If you’re a parent, you have probably agonized about the impact of devices on your kid.
It sometimes seems like our kids are spending more time with their electronics than their parents. According to Common Sense Media, half of all children under eight own a tablet device and spend an average of about two and a quarter hours per day on a digital screen. 8- to 12-year-olds spend an average of almost five and a half hours a day looking at screens on smartphones, tablets, gaming consoles, and TVs. Meanwhile, teenagers are spending more than eight and a half hours a day on their devices.
In an op-ed in today’s Wall Street Journal, however, Dr. Dana Suskind, co-director of the TMW Center for Early Learning + Public Health and the founding director of the Pediatric Cochlear Implant Program at the University of Chicago, suggests that we need to keep an open mind when it comes to the latest high tech innovation for our kids – AI nannies.
In the not too distant future, Suskind posits, childhood staples such as teddy bears could coo to babies and answer toddlers’ questions, read favorite bedtime stories over and over and over again, sing songs and play games, and even deduce why a baby is crying.
According to Suskind, this is a good thing: research has shown that rich conversation is vital to a baby’s brain development. In her view, conversing with an AI could stimulate the creation of a wide array of cognitive and emotional connections.
“Why not use AI nannies to engage human babies in the kind of back-and-forth conversation that builds brains?” Suskind writes. “It could have profoundly positive developmental impacts, increasing the frequency and consistency of brain-building moments during the period when children’s brains are most “plastic”— that is, most capable of rewiring themselves based on what they encounter. The technology could be a boon to children who otherwise might experience developmental delays. It could help to unlock cognitive potential and close achievement gaps.”
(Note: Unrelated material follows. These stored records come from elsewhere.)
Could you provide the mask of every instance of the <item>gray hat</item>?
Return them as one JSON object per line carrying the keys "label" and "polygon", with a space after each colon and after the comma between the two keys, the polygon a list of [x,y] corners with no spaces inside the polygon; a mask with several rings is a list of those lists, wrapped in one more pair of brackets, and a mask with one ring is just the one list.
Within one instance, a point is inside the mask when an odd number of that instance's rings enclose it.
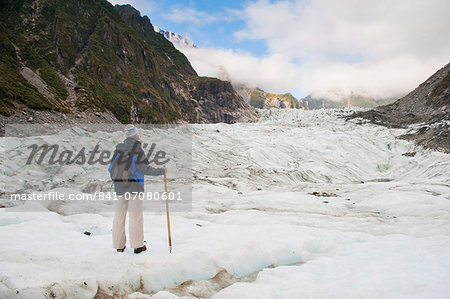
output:
{"label": "gray hat", "polygon": [[124,132],[127,138],[138,135],[138,129],[134,125],[126,125]]}

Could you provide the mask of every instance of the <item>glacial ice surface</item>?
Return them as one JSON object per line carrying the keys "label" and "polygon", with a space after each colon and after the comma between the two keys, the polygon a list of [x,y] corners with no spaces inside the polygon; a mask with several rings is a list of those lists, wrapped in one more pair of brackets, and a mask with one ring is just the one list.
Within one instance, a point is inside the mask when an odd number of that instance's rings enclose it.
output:
{"label": "glacial ice surface", "polygon": [[[347,113],[268,110],[258,123],[194,125],[193,207],[171,214],[171,254],[165,214],[145,213],[149,250],[135,255],[113,250],[111,212],[0,209],[0,297],[449,298],[449,156]],[[3,194],[110,185],[95,165],[19,173],[27,140],[8,142]]]}

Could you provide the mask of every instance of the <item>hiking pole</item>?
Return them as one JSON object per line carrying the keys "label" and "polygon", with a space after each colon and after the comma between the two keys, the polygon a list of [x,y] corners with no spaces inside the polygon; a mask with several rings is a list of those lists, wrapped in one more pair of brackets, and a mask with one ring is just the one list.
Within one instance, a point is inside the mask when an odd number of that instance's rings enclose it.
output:
{"label": "hiking pole", "polygon": [[169,196],[167,193],[167,169],[164,168],[164,187],[166,189],[166,215],[167,215],[167,233],[169,235],[169,252],[172,253],[172,238],[170,236],[170,218],[169,218]]}

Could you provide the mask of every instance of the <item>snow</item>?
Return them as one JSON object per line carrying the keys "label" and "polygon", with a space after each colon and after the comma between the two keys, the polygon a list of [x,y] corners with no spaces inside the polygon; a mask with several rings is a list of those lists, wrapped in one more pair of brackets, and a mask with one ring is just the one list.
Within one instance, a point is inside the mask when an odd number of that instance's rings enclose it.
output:
{"label": "snow", "polygon": [[178,33],[162,30],[158,26],[153,25],[153,30],[164,35],[177,49],[196,48],[194,42]]}
{"label": "snow", "polygon": [[214,298],[448,298],[448,239],[388,235],[346,244],[301,266],[264,269]]}
{"label": "snow", "polygon": [[[145,213],[149,250],[135,255],[112,249],[113,214],[93,204],[0,209],[0,297],[449,298],[448,155],[346,113],[194,125],[192,211],[171,214],[171,254],[165,214]],[[108,146],[121,138],[71,132]],[[2,142],[3,194],[110,188],[98,165],[19,169],[30,142]]]}

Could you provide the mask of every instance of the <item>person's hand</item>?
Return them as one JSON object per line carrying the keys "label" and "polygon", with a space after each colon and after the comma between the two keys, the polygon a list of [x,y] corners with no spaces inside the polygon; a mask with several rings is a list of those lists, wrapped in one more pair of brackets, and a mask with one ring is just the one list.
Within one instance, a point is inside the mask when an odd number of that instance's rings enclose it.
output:
{"label": "person's hand", "polygon": [[166,167],[166,165],[164,165],[163,168],[164,168],[164,174],[167,174],[167,167]]}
Suskind acknowledges that there are risks to exposing our kids to so much AI. For example, children and their caregivers sync up when they are trying to communicate or play together, and this neural synchrony greatly accelerates the development of cognitive skills. As far as we know, AIs can’t bond with kids in this way.
Also, she concedes that this emotional unavailability also makes it hard for AIs to instill the same degree of grit, resiliency, and ambition that children pick up from their parents.
This reporter wonders what might happen if an AI starts to hallucinate while speaking to a child. He can’t get ChatGPT’s infamous amorous overtures to a New York TImes reporter out of his head.
Still, Susskind’s conclusion that “we cannot put the AI genie back in its bottle” is probably correct.
AI nannies are coming, people. Let’s just hope we’re ready.